Fig. 11 presents energy efficiency against the ratio of vehicular UE in the cell in case 1 (constant number of users in a bus) and 2 (constant number of buses). Since the distribution patterns of vehicular UE mainly affect the TDD/FDD relay mode, the two cases are shown only for this mode. When the penetration loss is high, mobile relay modes can achieve better energy efficiency compared with the direct mode because the data rate gain brought about by mobile relays exceeds the extra power consumption of the relays.
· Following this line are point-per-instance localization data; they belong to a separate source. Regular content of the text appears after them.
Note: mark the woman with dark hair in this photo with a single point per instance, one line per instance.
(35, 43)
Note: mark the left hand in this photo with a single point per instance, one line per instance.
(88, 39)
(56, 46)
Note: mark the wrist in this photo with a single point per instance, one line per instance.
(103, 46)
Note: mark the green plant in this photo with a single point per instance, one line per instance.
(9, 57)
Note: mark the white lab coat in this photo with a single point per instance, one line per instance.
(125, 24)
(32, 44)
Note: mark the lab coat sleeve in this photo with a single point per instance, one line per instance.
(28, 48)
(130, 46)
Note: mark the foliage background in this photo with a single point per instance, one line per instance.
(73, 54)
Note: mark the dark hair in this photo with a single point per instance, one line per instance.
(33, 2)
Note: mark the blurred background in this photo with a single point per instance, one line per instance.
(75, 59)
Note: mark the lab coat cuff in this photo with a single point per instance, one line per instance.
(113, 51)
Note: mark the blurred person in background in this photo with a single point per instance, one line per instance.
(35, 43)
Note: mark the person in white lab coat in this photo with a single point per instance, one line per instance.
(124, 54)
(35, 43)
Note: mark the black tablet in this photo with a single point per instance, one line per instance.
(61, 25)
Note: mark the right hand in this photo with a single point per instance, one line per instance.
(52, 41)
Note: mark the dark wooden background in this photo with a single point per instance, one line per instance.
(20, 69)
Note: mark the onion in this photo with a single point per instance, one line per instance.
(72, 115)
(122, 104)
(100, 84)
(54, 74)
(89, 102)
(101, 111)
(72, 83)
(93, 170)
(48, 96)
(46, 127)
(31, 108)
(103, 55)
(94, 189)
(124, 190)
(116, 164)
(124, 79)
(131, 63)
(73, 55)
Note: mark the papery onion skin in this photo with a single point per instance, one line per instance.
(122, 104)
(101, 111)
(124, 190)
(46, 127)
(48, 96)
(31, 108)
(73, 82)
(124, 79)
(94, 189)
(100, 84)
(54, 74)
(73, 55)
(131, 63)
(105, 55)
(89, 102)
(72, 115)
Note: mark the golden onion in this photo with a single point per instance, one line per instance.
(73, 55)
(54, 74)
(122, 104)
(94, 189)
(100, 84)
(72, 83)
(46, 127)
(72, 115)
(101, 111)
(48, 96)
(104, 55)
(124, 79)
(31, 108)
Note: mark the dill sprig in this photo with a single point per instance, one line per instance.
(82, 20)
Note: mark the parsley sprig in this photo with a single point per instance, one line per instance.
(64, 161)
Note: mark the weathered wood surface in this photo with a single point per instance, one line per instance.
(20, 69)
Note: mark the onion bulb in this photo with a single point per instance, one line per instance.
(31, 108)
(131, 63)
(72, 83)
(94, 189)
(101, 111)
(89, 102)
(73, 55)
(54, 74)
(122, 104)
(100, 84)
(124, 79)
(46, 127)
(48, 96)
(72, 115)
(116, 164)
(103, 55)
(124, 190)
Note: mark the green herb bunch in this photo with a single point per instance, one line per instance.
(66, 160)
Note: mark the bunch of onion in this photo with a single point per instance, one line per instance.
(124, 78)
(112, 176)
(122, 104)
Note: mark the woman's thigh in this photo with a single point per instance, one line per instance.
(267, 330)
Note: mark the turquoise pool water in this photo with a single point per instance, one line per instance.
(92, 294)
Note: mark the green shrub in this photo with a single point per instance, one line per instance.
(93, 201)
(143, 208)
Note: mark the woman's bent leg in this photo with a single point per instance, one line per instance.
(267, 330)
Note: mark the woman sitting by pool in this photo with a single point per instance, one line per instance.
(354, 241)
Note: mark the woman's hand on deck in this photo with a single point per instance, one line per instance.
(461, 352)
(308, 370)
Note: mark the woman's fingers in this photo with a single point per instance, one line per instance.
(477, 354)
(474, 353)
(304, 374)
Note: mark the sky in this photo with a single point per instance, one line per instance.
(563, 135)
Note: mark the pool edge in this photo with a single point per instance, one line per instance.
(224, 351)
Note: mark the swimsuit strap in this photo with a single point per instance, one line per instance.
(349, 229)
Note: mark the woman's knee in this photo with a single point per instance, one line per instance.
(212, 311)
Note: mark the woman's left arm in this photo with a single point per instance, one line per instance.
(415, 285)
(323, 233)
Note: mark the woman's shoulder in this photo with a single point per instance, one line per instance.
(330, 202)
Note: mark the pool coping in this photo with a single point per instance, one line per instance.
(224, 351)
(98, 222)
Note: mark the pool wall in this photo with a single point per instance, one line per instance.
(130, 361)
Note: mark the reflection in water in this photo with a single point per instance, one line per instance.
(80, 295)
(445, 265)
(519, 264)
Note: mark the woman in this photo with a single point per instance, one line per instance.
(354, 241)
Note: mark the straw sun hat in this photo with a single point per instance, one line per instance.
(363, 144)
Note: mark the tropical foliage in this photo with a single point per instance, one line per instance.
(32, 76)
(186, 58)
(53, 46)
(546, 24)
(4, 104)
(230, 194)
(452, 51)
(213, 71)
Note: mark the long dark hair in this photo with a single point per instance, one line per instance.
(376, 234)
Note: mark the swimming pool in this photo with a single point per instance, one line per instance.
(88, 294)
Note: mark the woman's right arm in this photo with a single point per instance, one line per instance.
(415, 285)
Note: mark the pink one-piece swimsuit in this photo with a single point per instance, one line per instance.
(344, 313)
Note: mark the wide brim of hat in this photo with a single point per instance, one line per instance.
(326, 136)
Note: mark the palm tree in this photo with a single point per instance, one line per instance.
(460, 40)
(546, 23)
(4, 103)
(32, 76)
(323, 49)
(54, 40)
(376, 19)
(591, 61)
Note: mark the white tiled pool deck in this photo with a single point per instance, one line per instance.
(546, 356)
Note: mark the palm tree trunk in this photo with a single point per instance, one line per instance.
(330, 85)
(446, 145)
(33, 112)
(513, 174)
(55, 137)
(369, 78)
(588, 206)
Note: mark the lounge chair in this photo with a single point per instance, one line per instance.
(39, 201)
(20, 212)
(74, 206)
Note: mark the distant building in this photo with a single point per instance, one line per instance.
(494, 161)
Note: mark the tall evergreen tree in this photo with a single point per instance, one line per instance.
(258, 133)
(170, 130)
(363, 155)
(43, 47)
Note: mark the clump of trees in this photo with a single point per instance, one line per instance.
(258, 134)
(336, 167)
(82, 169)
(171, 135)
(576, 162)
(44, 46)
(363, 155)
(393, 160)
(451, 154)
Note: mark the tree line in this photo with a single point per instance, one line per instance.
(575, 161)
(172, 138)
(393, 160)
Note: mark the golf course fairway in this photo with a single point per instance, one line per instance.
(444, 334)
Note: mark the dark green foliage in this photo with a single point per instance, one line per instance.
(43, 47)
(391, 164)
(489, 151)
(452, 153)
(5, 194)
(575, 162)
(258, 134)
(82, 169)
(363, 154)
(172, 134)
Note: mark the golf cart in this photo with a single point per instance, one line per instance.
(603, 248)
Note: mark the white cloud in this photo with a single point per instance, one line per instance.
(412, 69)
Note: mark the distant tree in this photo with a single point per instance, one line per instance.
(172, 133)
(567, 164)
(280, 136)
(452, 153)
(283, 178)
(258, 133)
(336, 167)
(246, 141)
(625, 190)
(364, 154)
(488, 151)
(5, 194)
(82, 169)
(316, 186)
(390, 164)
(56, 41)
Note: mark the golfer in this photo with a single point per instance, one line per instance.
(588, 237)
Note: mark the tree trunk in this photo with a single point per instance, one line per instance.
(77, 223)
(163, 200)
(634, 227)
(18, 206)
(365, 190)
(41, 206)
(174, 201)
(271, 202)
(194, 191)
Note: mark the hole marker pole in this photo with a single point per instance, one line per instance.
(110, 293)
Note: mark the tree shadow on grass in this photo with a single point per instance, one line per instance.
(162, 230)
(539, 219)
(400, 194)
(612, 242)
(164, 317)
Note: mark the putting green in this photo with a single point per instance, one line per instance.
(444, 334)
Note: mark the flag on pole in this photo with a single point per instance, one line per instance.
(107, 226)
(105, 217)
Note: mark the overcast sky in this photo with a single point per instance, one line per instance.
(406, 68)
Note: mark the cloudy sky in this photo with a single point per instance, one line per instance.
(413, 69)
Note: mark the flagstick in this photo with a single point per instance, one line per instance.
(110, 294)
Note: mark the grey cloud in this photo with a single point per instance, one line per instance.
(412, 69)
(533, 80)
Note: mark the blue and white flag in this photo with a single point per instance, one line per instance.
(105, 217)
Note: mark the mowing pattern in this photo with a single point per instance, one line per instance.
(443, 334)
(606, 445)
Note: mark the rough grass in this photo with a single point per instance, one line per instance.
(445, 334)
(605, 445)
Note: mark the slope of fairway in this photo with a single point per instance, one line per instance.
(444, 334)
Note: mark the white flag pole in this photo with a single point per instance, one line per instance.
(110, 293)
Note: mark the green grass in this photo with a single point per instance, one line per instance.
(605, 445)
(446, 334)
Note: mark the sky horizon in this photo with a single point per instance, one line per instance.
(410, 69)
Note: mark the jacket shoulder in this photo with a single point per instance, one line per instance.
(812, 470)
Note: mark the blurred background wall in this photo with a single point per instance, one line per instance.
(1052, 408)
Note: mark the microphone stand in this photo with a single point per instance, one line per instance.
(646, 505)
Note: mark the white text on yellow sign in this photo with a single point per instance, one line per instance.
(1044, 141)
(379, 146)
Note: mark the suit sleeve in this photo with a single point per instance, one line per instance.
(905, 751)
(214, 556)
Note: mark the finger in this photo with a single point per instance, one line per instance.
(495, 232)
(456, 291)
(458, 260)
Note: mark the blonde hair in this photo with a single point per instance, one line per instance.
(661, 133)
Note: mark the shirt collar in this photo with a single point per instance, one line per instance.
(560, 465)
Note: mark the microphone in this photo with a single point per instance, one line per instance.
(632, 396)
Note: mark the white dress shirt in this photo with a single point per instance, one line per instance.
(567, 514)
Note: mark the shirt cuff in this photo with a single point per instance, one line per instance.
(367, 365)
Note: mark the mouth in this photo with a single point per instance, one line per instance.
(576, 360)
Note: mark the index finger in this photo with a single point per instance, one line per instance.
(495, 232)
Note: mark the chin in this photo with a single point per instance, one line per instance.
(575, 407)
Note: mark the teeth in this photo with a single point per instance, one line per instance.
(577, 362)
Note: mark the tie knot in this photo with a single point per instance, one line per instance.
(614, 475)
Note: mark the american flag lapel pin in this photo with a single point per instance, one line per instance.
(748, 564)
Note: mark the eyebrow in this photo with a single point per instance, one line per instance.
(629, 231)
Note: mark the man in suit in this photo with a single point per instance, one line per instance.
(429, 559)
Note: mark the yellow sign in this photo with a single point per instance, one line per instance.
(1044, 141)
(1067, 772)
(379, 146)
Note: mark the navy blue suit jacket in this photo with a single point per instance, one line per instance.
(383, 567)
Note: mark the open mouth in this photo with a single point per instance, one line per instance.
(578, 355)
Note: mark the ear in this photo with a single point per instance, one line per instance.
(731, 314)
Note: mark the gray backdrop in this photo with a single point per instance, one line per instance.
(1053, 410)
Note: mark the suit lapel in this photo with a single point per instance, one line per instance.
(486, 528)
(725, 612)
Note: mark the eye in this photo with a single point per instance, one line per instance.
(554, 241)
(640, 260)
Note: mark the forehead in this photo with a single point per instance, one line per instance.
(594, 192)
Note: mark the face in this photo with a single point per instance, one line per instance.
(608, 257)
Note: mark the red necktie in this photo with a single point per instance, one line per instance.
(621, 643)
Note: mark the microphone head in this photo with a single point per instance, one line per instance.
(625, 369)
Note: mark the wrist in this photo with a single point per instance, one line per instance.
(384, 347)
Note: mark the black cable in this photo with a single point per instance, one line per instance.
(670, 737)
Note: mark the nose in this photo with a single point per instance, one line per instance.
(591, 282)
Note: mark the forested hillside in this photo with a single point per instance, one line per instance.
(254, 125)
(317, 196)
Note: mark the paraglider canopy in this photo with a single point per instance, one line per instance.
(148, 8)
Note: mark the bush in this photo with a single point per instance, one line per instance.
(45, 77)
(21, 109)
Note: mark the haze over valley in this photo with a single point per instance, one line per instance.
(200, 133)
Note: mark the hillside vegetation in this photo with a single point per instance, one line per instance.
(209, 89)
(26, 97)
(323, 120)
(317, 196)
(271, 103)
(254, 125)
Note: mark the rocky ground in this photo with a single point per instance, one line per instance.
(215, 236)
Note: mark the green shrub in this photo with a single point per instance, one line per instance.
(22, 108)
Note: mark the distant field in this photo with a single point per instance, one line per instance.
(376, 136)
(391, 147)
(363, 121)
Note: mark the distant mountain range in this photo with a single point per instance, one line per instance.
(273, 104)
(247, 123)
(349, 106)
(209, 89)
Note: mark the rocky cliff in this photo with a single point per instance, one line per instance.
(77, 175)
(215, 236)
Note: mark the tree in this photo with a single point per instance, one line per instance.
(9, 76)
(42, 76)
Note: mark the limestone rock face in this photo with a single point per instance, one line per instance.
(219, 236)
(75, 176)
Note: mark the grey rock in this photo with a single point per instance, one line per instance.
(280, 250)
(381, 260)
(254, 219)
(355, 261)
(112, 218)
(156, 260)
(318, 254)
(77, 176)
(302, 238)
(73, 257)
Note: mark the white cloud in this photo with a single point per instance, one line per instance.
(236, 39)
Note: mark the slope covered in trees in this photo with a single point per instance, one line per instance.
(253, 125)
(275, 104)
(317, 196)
For instance, when \(L=20\) dB and the ratio of vehicular UE is 0.5, the FDD and TDD/FDD modes can respectively achieve \(+5.7\) and \(+24.2\%\) energy efficiency gain compared with the direct mode. But when the penetration loss is small (\(L=10\) dB) and the ratio of vehicular UEs is smaller than 0.5, the direct mode is better from the energy efficiency point of view. In this case the data rate gain brought about by mobile relay is cancelled out by the extra power consumption of mobile relays.

Fig. 11
figure 11

Energy efficiency against the ratio of vehicular UEs

7 Conclusion

This paper studied the capacity of a cellular network with mobile relays on public transport. We considered different modes of bandwidth-sharing between the access link and the backhaul link and provided an analytical model using stochastic geometry. The analysis considers the different types of interferences. The correlation of the backhaul link and the access link in FDD mobile relay mode is taken into account when deriving the CDF of the end-to-end rate. The cell total rate and energy efficiency were evaluated as a function of the ratio of users on buses. Dedicating a part of the spectrum for the access link inside buses and using TDD for this increases the total average rate, as soon as the proportion of vehicular UE is higher than 10%. One important property of TDD/FDD systems is that the total rate only varies slightly when the proportion of vehicular UE increases.